Entrevistei o médico duas vezes. Da primeira, assim que que cheguei ao seu consultório, ele me tacou dois beijos molhados nas bochechas e perguntou: "Você tem filhos?". Eu disse que não. "Estou vendo que você é atlética, então, deixa eu te dizer uma coisa: é porque você faz muita ginástica. Mulher assim fica infértil. Pode parar". Podia ter dado um coice nele, afinal, o motivo podia ser um câncer no útero, mas preferi seguir adiante já que estava lá para ouvi-lo. Na segunda entrevista, quando já estava preso, ele pediu que eu apalpasse os músculos de seu braço para eu ver "que ele era fraquinho" e que não poderia ter segurado mulheres à força. O cara era muito louco: ele era musculoso, e sabia disso. O que ele queria é que eu visse - e sentisse - seus músculos. Sim, os apertei, e falei que ele era forte e que poderia, sim, ter feito o que era acusado de fazer. Ele sorriu e disse "Você acha?".
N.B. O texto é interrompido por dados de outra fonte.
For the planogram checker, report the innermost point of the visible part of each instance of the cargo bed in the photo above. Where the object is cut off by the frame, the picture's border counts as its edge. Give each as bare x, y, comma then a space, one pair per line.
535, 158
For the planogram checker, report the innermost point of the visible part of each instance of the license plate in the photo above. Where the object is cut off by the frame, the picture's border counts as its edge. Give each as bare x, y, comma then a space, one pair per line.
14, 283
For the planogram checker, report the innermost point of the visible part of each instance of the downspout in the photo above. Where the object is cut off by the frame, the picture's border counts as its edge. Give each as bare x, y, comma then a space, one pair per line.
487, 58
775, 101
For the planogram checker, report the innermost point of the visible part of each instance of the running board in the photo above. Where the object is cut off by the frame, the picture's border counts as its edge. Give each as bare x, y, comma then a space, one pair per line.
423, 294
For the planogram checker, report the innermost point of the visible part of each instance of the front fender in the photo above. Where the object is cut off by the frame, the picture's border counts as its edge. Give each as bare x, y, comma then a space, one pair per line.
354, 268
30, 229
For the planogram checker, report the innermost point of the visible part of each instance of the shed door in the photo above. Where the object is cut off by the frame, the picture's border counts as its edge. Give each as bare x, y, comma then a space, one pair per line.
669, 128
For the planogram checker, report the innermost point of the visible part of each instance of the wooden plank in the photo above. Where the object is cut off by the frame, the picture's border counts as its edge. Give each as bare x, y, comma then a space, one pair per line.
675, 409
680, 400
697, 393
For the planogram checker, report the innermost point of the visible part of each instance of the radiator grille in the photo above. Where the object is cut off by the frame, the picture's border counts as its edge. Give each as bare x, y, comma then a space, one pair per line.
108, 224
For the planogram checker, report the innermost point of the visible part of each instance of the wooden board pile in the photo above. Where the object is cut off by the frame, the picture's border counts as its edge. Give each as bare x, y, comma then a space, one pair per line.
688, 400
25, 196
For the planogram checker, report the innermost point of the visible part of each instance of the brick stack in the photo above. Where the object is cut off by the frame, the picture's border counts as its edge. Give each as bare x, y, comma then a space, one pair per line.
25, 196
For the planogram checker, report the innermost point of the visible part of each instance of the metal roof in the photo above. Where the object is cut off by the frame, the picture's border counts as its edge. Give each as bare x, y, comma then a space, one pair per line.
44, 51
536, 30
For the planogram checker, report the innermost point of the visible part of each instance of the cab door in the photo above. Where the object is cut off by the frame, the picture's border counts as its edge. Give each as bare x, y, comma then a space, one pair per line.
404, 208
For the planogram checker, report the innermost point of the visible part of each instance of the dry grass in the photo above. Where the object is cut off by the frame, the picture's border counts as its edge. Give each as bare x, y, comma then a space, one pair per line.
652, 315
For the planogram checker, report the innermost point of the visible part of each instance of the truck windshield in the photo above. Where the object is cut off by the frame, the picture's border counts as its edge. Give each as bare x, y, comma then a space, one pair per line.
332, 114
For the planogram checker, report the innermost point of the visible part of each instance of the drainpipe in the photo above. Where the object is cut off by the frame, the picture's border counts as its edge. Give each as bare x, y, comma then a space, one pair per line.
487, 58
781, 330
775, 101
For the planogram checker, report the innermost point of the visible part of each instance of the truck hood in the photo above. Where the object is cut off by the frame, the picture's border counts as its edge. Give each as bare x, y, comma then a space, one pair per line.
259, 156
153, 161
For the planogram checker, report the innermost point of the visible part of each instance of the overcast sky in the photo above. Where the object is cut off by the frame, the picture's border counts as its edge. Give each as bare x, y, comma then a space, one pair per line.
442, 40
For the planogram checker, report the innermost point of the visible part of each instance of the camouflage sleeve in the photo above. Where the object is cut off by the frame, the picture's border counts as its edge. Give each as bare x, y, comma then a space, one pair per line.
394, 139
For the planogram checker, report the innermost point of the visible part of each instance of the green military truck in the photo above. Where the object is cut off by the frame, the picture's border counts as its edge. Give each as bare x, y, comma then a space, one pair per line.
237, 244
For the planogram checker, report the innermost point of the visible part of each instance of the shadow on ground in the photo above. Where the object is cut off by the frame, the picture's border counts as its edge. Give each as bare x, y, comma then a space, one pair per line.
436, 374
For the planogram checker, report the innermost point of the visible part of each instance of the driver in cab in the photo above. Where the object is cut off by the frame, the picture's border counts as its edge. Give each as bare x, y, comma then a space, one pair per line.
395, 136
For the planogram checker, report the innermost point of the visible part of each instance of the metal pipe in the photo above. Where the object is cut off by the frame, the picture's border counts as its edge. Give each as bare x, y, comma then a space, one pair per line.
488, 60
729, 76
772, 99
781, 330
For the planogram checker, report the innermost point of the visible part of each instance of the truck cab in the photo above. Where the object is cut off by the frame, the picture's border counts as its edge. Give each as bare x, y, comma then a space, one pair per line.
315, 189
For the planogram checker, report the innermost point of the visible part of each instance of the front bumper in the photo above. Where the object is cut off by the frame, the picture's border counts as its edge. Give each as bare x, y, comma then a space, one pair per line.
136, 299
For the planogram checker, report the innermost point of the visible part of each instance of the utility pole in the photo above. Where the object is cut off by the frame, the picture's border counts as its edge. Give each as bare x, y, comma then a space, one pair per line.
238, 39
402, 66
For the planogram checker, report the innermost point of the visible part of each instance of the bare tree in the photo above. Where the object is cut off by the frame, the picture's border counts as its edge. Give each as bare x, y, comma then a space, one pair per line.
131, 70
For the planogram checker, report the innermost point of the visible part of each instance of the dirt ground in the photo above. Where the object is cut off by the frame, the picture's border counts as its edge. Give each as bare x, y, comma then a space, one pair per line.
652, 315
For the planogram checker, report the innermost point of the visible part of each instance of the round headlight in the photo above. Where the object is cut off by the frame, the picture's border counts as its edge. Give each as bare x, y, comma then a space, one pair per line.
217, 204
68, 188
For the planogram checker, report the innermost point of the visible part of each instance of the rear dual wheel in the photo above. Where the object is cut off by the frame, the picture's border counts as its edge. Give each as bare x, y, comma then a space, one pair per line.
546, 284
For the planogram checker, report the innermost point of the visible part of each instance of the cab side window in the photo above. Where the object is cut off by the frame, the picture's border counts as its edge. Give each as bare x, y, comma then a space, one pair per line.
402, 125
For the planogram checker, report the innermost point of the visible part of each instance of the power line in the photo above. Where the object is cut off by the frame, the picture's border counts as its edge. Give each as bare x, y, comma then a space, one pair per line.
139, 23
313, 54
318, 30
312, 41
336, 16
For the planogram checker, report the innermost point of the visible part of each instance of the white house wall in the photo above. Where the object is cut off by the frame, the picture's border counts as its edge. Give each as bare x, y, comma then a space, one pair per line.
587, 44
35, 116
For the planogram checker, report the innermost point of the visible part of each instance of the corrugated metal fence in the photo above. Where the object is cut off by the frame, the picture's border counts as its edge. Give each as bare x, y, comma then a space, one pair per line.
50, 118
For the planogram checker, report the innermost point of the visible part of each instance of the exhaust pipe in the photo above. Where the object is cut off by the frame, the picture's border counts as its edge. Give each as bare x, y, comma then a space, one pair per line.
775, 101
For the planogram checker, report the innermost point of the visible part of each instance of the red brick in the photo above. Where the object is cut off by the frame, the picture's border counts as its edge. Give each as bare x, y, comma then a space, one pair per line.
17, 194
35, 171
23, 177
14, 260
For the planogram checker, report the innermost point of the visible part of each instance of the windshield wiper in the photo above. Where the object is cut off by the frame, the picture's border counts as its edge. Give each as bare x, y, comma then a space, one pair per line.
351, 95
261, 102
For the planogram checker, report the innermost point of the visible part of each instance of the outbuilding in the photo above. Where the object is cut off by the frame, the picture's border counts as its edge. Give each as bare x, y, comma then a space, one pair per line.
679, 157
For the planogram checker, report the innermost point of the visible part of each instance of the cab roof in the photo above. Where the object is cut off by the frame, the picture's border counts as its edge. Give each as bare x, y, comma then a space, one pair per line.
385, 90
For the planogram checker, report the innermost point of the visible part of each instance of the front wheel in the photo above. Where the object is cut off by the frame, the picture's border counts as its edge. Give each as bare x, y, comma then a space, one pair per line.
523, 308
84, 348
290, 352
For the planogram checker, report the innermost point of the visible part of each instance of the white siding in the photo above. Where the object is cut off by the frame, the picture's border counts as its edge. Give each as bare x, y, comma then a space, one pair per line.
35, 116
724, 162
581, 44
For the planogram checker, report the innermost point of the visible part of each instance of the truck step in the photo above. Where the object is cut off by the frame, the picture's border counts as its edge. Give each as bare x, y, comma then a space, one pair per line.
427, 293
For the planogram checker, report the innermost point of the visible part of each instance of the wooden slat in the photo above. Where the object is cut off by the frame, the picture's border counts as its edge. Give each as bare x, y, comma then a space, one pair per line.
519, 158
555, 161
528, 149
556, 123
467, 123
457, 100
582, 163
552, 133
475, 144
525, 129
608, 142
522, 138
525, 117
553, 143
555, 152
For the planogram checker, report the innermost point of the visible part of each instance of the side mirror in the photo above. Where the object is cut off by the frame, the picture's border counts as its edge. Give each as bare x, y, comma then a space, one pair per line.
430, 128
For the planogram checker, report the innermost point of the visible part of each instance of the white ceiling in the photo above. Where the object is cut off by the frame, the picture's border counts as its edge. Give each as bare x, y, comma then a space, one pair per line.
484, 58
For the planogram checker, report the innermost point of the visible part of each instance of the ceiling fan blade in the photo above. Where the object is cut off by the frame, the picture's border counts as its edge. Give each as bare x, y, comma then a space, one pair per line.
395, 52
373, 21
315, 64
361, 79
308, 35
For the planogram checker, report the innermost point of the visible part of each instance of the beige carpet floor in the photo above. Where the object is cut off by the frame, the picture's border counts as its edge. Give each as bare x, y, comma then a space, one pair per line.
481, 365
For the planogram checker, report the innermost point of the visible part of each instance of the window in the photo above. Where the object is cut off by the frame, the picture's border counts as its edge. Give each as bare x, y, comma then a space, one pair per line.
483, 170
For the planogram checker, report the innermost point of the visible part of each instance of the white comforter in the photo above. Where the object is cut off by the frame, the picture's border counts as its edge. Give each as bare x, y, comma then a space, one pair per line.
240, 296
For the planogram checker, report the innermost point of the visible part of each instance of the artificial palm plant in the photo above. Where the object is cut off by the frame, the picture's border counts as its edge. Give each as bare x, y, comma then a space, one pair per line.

Como no caso de João de Deus, e que os médiuns nos desculpem de não tê-lo até agora chamado pelo nome certo, curandeiro, antes das primeiras reportagens sobre o caso Abdelmassih, o Ministério Público de São Paulo tinha cinco depoimentos de mulheres. Na primeira semana da primeira matéria -- dada pelo jornal Folha de S.Paulo -- eles subiram para 100. As vítimas contavam que também não o denunciavam porque, nas palavras emocionadas de muitas com quem conversei, os filhos delas estavam ali, na clínica dele, e elas achavam que se contassem sobre as violações pelas quais haviam passado, o médico e quem sabe o próprio marido, enfurecidos, podiam acabar com o tratamento.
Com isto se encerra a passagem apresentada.